Thursday, July 10, 2014

Bracelet of the Day: Tokyo Rows - Pale Blue & Cream

  • 15/0 seed beads Miyuki "Dark Bronze" (15-457D)
  • 3mm fire polished beads "Bronze"
  • 3mm fire polished beads "Opaque Champagne Luster"
  • 3mm fire polished beads "Light Sapphire Gold Marbled"

I first posted about this pattern on July 7th, HERE. I had tried several different colors and sizes of beads and eventually settled on the most delicate version made with 15/0 seed beads and 3mm fire polished beads. The pattern requires making individual flowers and stitching them together which is not my favorite way to do beadwork. Although it doesn't take long to make, if you use Deb Roberti's method for making the flowers, I'm not sure if I'll bother with the pattern again. There are lots of similar flower designs available that can be made without so much fuss. It's the way that the motifs are connected that makes this method necessary. Most other patterns I've seen connect the motifs via one of the fire polished beads on the outer edge of the flower. With this pattern, you connect them from the seed beads between the fire polished beads. I do like the effect this creates so it was at least worth the trouble of making a couple of these bracelets. I'll post the other bracelet tomorrow.

The pattern is by Martha Aleo and you can buy it HERE. Before you use the pattern, be sure to read my other post about a much easier way to make the flowers. I also suggest that you don't cut the threads on ALL of the motifs OR cut the threads after connecting each motif to the bracelet as the pattern directs. There's no need to go to that much trouble although you will need to weave in and cut the threads on all but the two end motifs.

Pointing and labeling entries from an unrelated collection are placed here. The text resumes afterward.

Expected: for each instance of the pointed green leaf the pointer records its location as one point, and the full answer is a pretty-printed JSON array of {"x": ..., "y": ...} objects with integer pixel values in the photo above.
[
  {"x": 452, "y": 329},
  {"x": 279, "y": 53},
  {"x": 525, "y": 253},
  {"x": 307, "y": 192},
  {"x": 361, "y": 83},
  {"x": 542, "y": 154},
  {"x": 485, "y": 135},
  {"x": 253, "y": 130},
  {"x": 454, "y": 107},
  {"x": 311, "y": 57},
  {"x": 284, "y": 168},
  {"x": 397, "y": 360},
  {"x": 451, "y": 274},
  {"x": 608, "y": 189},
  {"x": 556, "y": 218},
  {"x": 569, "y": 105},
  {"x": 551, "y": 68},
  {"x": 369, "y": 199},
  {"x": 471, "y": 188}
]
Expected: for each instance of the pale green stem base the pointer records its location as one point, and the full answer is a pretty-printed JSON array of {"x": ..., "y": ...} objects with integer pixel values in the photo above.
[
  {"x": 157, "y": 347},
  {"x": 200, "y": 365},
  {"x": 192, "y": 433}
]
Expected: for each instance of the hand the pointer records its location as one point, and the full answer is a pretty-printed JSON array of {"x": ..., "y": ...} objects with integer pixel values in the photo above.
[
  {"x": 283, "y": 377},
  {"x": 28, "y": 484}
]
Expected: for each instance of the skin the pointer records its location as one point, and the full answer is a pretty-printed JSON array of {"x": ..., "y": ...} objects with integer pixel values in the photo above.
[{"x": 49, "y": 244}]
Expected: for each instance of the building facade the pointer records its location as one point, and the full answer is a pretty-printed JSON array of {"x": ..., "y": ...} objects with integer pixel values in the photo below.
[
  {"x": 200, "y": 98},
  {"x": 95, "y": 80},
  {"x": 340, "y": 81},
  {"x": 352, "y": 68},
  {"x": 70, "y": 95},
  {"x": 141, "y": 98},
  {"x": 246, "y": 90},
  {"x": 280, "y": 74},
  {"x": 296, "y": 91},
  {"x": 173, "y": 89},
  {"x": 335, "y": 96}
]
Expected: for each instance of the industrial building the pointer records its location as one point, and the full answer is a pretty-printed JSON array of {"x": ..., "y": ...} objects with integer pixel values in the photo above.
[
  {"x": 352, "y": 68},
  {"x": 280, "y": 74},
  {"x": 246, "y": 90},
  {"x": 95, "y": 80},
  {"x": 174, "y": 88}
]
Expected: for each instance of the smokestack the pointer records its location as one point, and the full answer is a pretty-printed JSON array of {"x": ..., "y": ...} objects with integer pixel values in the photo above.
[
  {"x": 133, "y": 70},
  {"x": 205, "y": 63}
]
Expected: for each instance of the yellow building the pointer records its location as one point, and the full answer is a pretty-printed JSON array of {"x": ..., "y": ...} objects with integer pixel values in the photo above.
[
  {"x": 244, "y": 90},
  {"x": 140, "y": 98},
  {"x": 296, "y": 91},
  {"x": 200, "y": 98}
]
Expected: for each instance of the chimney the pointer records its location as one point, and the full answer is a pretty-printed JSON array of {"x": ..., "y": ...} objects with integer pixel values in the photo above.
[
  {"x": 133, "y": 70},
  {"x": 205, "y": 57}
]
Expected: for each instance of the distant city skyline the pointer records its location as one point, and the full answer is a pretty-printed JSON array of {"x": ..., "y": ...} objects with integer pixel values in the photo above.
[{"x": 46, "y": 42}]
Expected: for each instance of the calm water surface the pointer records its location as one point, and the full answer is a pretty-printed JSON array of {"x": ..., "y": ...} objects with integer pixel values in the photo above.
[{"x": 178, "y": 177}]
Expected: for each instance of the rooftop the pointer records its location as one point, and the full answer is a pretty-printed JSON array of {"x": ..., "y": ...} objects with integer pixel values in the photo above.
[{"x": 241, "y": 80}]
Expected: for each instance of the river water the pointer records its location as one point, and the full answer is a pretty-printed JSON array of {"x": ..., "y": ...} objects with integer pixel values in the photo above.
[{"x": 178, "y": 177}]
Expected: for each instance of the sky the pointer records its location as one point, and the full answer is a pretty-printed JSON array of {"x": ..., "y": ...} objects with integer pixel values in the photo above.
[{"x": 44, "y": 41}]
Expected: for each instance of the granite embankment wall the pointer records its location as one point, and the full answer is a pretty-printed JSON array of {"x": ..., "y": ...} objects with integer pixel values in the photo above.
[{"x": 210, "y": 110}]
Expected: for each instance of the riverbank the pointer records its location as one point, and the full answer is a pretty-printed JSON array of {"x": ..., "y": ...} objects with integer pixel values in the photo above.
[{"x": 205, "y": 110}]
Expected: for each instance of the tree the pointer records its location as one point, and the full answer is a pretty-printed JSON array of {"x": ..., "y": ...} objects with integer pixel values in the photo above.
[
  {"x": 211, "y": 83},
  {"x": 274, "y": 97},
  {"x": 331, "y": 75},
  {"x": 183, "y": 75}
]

What I did was leave about a 12-inch tail on the first motif that I made and wove in and cut the working thread. This tail will be used to attach half of the clasp later. On the second motif that I made, I also left a 12-inch tail for the other half of the clasp AND I used a long enough piece of working thread so that I could connect all of the motifs AND add the netting later. I estimate that I used about 1/2 to 3/4 yard of thread for the first motif and I think about 2 yards of thread for the second motif, which will be the motif that goes on the other end of the bracelet. After making those two motifs, I started making the rest of the flowers individually and wove in the threads on them. I think it took approximately another couple of yards of thread to make all of the other flowers for my size bracelet. If you make yours with larger beads, you may need more thread than I did. I left a needle threaded on the motif with the long working thread so that I could connect the individual flowers to it as I made them. I used a second needle for making the separate flowers so that I wouldn't have to keep re-threading needles all the time. By connecting the flowers as you go, you can get a good idea of how many motifs you'll need. Bear in mind that the bracelet will shrink up a little when you add the netting along the sides later.

I made this bracelet with ten motifs and it's a little too long. To compensate, I made the smallest clasp loops I could and attached a teeny tiny magnet clasp so it is wearable.



  1. This is beautiful! You said it was a bit to large- what is the over all length? If you made only 9 motifs how long would it be? Also I've had problems with magnetic clasp not being strong enough. Can you recommend magnetic clasp seller?

    1. Hi Sheila. My wrist size is around 5 1/2 to 6 inches. The actual length of that bracelet is 6 1/2 inches.

      I blogged about where to buy magnet clasps HERE. Lately I've been buying the cheap Chinese ones from THIS eBay store.

  2. Thank you for the quick reply- one other question- what mm magnetic clasp to you recommend on this delicate of bracelet?

    1. I used a 6mm clasp on the one in the photo but an 8mm clasp would probably work as long as it's not too fat.